The Sam Houston Schoolhouse is named for the soldier, statesman, and pioneer from East Tennessee. Built of hewn poplar logs, it is representative of field schools of the late eighteenth and early nineteenth centuries. Desks are cleverly converted from the window apertures, and a seven-foot ceiling hovers over hewn log seats.
Born in 1793, Sam Houston had no taste for farming. Instead, he enjoyed the Cherokee way of life and spent much time living happily with the Indians. In fact, the Cherokees adopted him and gave him the name "Co-lonneh," or "Raven." Before the War of 1812, he taught in this field school, where tuition was eight dollars per term. As a soldier, he was wounded during the war, and later he resigned from the army.
After the war, he studied the law. He was appointed Adjutant General in the Tennessee State Militia and was elected to Congress for two terms (1823-27). In 1827 he became governor. Before his term ended, his wife of four months, Eliza Allen Houston, hastily and mysteriously left him, and he resigned as governor and went to Arkansas to live with his Cherokee friends.

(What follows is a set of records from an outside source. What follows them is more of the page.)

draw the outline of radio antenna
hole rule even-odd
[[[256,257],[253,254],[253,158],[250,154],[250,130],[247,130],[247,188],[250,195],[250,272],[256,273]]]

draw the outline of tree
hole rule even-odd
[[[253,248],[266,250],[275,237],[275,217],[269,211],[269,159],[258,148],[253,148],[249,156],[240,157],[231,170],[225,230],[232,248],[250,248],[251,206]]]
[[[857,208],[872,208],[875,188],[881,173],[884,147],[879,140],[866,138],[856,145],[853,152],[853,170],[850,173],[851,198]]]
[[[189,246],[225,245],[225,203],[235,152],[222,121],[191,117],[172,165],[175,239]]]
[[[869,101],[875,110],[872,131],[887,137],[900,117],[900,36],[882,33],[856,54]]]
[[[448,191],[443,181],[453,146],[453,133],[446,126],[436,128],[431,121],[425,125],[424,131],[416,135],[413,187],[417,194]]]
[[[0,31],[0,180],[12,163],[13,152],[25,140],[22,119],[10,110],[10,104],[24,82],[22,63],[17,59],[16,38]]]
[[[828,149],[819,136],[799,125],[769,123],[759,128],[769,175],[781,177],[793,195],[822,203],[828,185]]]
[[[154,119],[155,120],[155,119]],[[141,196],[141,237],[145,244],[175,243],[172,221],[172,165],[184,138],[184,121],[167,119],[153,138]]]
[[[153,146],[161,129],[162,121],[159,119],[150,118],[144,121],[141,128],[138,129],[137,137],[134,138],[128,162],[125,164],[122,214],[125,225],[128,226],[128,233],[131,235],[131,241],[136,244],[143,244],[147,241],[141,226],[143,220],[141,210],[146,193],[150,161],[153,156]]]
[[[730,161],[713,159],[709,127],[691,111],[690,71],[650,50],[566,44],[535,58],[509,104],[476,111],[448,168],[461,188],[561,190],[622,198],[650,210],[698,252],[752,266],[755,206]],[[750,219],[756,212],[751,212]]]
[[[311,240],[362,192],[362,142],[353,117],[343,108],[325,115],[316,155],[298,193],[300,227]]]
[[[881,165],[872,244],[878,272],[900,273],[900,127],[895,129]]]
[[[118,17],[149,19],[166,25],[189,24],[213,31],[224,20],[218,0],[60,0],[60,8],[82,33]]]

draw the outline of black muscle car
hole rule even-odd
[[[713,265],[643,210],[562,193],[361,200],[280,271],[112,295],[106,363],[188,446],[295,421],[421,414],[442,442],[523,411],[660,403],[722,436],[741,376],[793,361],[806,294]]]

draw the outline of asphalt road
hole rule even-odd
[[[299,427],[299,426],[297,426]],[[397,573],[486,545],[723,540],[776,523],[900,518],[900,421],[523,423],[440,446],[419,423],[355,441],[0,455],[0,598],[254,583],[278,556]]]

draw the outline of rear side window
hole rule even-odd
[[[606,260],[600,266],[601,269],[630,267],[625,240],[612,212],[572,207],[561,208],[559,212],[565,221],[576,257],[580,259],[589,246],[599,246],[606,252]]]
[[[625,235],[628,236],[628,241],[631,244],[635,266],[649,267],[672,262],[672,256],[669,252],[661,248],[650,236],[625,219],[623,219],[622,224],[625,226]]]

In 1833 he went to Texas at President Andrew Jackson's request, and by 1836 he was commander-in-chief of the Texas Army. He was the first president of the Republic of Texas, from 1836 to 1838, and served again from 1841 to 1844. He served as U.S. Senator for 13 years. In 1859 he was elected the seventh governor of the State of Texas. Because Houston opposed secession, he was removed from office by Confederate forces on March 18, 1861. He died on July 25, 1863. His simple credo, "Honor," was carved on his tombstone.